Trust has been the topic of multiple pajas I have participated during my first year in Proakatemia. The importance of trust is always highlighted and is said to be in the center of everything we do as a team. After sales days, I needed to reflect on what kind of aspects trust has an influence on in such an event.

Coordination and Efficiency

In sales, especially during events like sales days that don’t last long, working well and quickly together is really important. These kinds of events need sales teams to be sharp and efficient. Trust between team members is what makes this teamwork happen smoothly. Trust helps everyone work together well, letting each person use their strengths and help out where others may not be as strong. This teamwork is super important when there’s not much time and you’ve got big sales goals to meet.

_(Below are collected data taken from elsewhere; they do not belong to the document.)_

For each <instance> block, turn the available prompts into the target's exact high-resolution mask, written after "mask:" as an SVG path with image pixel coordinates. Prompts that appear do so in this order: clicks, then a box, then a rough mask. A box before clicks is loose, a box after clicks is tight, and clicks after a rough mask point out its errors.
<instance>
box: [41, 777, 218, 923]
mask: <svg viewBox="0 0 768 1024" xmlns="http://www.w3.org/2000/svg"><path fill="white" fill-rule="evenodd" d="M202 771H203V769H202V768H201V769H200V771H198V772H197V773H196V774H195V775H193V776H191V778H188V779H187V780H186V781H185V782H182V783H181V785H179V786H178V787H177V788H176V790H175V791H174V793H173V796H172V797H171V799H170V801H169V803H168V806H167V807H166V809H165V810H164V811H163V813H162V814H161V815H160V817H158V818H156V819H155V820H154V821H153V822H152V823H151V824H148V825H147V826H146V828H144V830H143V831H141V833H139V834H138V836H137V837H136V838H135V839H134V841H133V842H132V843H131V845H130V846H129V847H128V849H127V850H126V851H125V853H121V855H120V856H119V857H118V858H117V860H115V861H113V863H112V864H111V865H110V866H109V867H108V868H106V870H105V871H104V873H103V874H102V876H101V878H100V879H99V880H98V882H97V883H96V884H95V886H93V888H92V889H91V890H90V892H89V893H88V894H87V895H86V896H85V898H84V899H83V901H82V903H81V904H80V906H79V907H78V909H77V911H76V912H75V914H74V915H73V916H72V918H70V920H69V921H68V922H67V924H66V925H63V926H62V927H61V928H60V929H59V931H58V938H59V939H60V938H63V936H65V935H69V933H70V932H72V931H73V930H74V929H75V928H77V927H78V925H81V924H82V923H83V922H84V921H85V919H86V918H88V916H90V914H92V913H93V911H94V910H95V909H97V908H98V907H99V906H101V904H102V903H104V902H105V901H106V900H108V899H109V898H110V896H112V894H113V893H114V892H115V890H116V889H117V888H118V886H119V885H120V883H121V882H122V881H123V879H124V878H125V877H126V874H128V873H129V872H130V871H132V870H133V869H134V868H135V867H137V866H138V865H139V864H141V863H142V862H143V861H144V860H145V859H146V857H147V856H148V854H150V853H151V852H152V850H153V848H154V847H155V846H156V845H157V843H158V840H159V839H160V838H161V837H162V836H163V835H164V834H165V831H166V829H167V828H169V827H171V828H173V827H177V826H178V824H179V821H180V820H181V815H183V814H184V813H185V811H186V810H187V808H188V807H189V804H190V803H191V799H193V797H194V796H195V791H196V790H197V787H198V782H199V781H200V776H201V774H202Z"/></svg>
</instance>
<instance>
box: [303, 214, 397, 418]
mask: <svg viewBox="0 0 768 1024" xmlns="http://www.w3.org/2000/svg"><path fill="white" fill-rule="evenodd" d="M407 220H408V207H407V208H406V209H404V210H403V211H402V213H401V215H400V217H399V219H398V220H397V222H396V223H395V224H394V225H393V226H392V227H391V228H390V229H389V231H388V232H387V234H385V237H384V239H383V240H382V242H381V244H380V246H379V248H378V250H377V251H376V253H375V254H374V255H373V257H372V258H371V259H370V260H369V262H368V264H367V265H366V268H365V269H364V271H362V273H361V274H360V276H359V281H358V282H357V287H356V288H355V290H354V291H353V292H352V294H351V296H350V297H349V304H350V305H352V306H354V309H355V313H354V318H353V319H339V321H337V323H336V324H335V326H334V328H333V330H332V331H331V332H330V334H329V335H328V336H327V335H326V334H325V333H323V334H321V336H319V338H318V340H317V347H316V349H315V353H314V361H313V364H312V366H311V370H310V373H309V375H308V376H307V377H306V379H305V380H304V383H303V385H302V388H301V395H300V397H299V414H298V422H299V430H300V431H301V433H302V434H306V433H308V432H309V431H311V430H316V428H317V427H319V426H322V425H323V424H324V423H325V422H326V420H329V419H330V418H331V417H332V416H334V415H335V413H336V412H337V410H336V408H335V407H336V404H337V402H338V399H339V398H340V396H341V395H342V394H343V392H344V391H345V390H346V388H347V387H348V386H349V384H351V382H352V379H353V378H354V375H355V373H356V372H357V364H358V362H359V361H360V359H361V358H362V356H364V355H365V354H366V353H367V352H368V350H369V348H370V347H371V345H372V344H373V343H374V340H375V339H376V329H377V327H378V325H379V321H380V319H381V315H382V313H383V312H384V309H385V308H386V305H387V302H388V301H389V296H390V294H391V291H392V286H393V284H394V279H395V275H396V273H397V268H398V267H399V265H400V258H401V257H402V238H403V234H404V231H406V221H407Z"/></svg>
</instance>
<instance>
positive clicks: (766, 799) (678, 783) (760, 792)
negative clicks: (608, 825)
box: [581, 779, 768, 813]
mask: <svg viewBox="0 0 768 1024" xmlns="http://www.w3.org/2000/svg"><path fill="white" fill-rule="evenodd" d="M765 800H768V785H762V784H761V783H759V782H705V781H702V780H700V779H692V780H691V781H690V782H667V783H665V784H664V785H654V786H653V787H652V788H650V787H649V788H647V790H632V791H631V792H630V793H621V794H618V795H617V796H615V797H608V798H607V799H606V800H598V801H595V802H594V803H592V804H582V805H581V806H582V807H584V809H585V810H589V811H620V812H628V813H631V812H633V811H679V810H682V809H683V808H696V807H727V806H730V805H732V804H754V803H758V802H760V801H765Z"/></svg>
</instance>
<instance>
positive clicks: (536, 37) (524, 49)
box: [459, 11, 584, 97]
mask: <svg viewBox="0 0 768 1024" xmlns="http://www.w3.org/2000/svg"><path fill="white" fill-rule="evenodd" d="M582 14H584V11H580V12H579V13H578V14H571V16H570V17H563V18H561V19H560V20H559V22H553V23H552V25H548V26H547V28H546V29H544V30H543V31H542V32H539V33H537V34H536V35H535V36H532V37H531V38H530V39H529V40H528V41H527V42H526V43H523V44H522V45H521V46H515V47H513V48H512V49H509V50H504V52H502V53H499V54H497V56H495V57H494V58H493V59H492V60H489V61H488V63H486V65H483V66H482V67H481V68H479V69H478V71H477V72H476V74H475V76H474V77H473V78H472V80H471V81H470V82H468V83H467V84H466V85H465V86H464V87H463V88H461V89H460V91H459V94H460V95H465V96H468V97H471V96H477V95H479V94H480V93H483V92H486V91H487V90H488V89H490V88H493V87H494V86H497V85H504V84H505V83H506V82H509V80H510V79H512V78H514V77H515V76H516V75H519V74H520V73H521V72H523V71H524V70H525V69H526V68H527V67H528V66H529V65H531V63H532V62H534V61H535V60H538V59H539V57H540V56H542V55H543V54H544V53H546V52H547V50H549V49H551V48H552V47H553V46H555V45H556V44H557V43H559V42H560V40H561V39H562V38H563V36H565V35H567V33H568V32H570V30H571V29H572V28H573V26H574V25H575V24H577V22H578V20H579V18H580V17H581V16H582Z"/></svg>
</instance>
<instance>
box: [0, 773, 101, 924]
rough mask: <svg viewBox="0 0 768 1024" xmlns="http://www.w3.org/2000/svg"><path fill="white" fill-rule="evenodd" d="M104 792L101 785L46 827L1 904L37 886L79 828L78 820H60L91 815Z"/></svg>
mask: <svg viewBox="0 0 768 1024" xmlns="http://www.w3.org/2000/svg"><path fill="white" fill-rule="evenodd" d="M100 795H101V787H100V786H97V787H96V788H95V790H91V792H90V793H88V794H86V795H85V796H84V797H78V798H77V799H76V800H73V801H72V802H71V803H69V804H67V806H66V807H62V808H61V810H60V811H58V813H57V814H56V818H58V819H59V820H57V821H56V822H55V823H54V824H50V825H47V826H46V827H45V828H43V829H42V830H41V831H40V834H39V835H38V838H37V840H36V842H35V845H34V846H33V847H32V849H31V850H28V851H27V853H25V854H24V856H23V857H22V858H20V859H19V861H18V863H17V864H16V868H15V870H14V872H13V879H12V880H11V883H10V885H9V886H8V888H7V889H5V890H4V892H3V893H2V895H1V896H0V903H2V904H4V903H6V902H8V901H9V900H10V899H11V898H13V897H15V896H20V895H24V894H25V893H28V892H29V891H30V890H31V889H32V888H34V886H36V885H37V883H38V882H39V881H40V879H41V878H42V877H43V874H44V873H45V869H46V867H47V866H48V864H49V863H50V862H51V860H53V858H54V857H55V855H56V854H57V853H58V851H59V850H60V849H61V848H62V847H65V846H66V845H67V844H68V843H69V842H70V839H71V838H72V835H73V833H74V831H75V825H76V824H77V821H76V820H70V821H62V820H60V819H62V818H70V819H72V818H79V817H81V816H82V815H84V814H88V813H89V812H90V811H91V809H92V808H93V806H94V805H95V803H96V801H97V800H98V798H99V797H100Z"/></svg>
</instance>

Trust in a sales team shows up in a few ways. It means giving people tasks that fit what they’re good at, so the team can make the most of the limited time. When there’s trust, everyone talks openly, which means less confusion and not having to double-check everything, which can slow you down.

Trust lets a team handle the ups and downs of short sales events better. Team members can quickly change their plans, knowing their teammates are ready to adjust and do their part. Basically, trust turns a group of individual workers into a team that works well and efficiently together.

Rapid Decision-making

During a short sales event, things are always moving and changing. Being able to make quick decisions is super important in this fast environment. Trust within a team is the key to this quick thinking. It lets team members decide fast without worrying too much about making a mistake or having to agree on every little thing first.

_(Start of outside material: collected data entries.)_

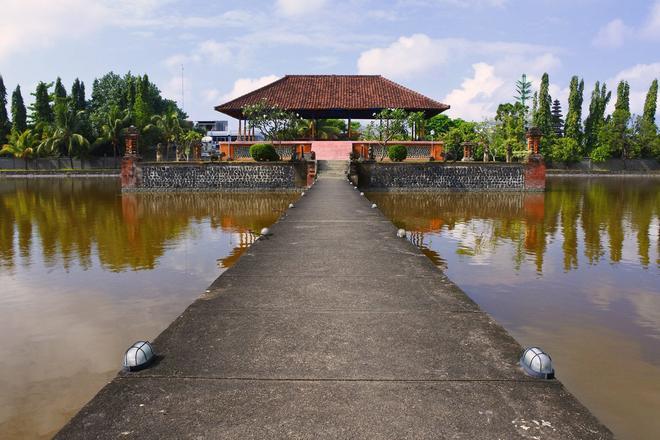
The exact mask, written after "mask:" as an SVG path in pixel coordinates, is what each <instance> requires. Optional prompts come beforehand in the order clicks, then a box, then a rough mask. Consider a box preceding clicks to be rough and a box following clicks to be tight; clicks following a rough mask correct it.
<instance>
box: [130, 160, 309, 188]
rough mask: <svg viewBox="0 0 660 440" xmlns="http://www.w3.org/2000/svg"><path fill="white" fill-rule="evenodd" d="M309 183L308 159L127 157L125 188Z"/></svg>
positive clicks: (269, 186)
mask: <svg viewBox="0 0 660 440" xmlns="http://www.w3.org/2000/svg"><path fill="white" fill-rule="evenodd" d="M306 185H307V164H306V163H304V162H291V163H282V162H269V163H232V162H220V163H183V164H177V163H168V164H163V163H154V162H151V163H140V162H138V161H135V160H133V159H130V158H128V159H125V160H124V166H123V167H122V189H123V190H125V191H131V190H133V191H202V190H219V191H232V190H234V191H236V190H287V189H290V190H295V189H296V188H303V187H305V186H306Z"/></svg>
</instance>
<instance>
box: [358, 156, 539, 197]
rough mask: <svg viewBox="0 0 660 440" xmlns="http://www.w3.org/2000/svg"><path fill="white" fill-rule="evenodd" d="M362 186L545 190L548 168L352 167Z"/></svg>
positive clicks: (461, 190)
mask: <svg viewBox="0 0 660 440" xmlns="http://www.w3.org/2000/svg"><path fill="white" fill-rule="evenodd" d="M351 174H353V178H354V179H356V180H357V184H358V185H359V186H360V187H363V188H366V189H370V190H380V191H543V190H545V165H544V164H543V161H542V160H538V161H530V163H528V164H502V163H497V164H494V163H493V164H487V163H451V164H448V163H439V162H428V163H405V162H404V163H378V162H362V163H356V164H354V165H353V166H352V167H351Z"/></svg>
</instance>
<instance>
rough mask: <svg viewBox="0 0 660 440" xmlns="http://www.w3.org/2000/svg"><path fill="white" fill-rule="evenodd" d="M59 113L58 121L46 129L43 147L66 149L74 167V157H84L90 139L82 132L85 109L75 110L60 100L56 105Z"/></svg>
mask: <svg viewBox="0 0 660 440" xmlns="http://www.w3.org/2000/svg"><path fill="white" fill-rule="evenodd" d="M55 113H56V114H57V117H56V118H55V119H56V123H55V124H52V125H50V126H48V125H46V127H48V128H47V129H45V130H44V140H43V141H42V143H41V145H40V146H41V147H42V148H45V149H48V150H51V151H56V150H60V151H64V152H66V155H67V156H69V160H70V161H71V168H73V157H74V156H76V155H77V156H78V157H82V155H83V154H84V153H85V151H86V150H87V148H89V141H88V140H87V139H86V138H85V136H84V135H83V134H81V131H82V127H83V123H84V116H85V112H84V111H75V110H74V109H73V108H72V107H70V106H69V105H67V103H66V102H64V101H60V102H58V103H57V104H56V105H55Z"/></svg>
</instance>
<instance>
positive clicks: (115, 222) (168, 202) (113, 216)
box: [0, 179, 295, 271]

This trust comes from team members respecting each other and really understanding how each person thinks and what they’re good at. When there’s trust, a salesperson feels okay acting on a team members suggestion or judging a situation, knowing it’s for the best of the team. This trust makes it easier and quicker for them to make decisions, helping the team adapt and respond faster to what’s happening around them.

Being able to make decisions quickly is very helpful. It lets the team change their plan as things happen, like when customers give feedback or something unexpected comes up. Being flexible like this can mean grabbing a chance when it comes or missing out. Also, during short sales events, where things move fast, being able to decide quickly gives the team an advantage over others.

Lowering Stress

Short sales events naturally come with a lot of pressure. The rush to meet goals, the competition, and the ticking clock can really stress out a team. But, having trust within the team can greatly lessen this pressure. 

When team members trust in their shared strength and skills, it creates a supportive atmosphere. Everyone feels important and part of the team, which cuts down on feeling alone or overwhelmed by the pressure. Knowing they’re all in it together, ready to help each other out, can really take the edge off the stress.

Less stress leads to good things. It helps team members stay focused and think clearly, which are key for pulling off a successful sales strategy. A team that’s not weighed down by stress is also more likely to come up with creative and new ideas, making them stand out from the crowd. Plus, a happier, less stressed team boosts morale, which can make everyone perform better. In the end, cutting down on stress through trust doesn’t just make team members feel better; it also plays a big part in the success of the sales event, showing just how powerful trust can be for the team’s mood and how well they do their part.


While reflecting on the topic, I once more realised the importance of trust. Yes, a team can work without a high level of trust, but it won’t work in the long run. If a team wants to achieve its goals effectively, it needs to build a high level of trust. This will most definitely take time, but it will be worth waiting for.